The constitutive SYT coupling to the syntaxin/SNAP-25 assembly may be sufficient to provide an organized scaffold for a calcium-enhanced collision of nascent SNARE α-helices, resulting in rapid formation (Myers and Oas, 2001) of the fusogenic ternary SNARE complex. The proposed model highlights the pivotal role for C2B in linking the vesicular and the plasma membrane fusion machineries before calcium-triggered events and is in agreement with available in vivo findings. Genetic knockouts of SYT1 result in dramatic suppression of evoked release in several model organisms (Bellen, 1999; Sudhof and Scheller, 2001). Of the two C2 domains, mutagenesis of C2B has a more severe effect on the SYT-controlled fast synchronous release (Fernandez-Chacon et al., 2001; Mackler et al., 2002; Robinson et al., 2002). In Drosophila melanogaster, a single mutation of tyrosine to asparagine in the C2B domain severely disrupts calcium-triggered exocytosis (Yoshihara and Littleton, 2002). This mutation, called AD3, impacts on the distribution of synaptic vesicles at the plasma membrane, suggesting that a molecular link between the vesicular and plasma membrane has been severed (Reist et al., 1998). We herein demonstrated that this tyrosine residue lies at the interface of the C2B domain with the SNARE helices. The AD3 mutation efficiently disrupts the constitutive SYT interaction with the t-SNARE assembly even in the context of the tandem C2 domains (Figure 8, A and B), providing clear evidence that the C2B domain alone is necessary and sufficient for the constitutive link to the t-SNARE assembly.
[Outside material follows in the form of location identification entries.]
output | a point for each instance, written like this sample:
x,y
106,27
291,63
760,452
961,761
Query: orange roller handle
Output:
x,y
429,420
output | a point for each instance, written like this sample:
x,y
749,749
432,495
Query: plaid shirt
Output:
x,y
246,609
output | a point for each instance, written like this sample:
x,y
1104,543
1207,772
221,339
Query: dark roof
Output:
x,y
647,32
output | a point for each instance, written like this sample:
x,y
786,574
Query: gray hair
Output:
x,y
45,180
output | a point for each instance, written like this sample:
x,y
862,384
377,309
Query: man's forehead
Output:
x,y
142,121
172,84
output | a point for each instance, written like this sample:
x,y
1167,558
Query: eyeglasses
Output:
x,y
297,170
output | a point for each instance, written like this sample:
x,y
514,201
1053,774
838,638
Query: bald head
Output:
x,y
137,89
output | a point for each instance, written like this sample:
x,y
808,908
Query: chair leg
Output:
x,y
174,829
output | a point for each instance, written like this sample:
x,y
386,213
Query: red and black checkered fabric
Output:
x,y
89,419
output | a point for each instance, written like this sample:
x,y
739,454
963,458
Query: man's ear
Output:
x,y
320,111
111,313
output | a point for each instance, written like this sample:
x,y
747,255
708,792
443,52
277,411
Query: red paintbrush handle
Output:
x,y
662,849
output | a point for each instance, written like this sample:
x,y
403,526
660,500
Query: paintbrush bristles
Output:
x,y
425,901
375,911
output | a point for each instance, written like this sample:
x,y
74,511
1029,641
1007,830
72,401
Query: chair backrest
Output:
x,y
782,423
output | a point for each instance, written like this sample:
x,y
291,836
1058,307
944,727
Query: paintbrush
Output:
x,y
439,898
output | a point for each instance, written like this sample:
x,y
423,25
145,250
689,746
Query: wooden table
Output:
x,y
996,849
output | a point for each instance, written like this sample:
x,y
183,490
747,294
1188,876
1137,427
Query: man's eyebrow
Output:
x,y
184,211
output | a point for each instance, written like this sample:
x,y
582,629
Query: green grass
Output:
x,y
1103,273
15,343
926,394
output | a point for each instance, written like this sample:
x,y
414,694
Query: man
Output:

Mutations of the calcium-binding residues in the C2B domain block evoked release (Mackler et al., 2002), indicating that a further calcium-triggered SYT action is required for efficient exocytosis. A detailed analysis of these mutants revealed a close correlation between the decrease in neurotransmitter release and a reduction in calcium/phospholipid interaction rather than the reported calcium-triggered oligomerization of the C2 domains (Mackler et al., 2002). The severity of the AD3 mutation was initially explained through the inability of SYT to oligomerize (Littleton et al., 2001), but this has been subsequently challenged (Borden et al., 2005). In addition, calcium-induced oligomerization of a vesicular protein cannot readily account for the change in the distribution of the vesicles at the plasma membrane in resting nerve terminals (Reist et al., 1998). The down-regulation of vesicle fusion in the case of the AD3 mutation, and the changes in vesicle distribution at the presynaptic membrane, can now be rationally explained through the disruption of the prefusion tethering assembly that underlies the regulated exocytosis (Figure 9).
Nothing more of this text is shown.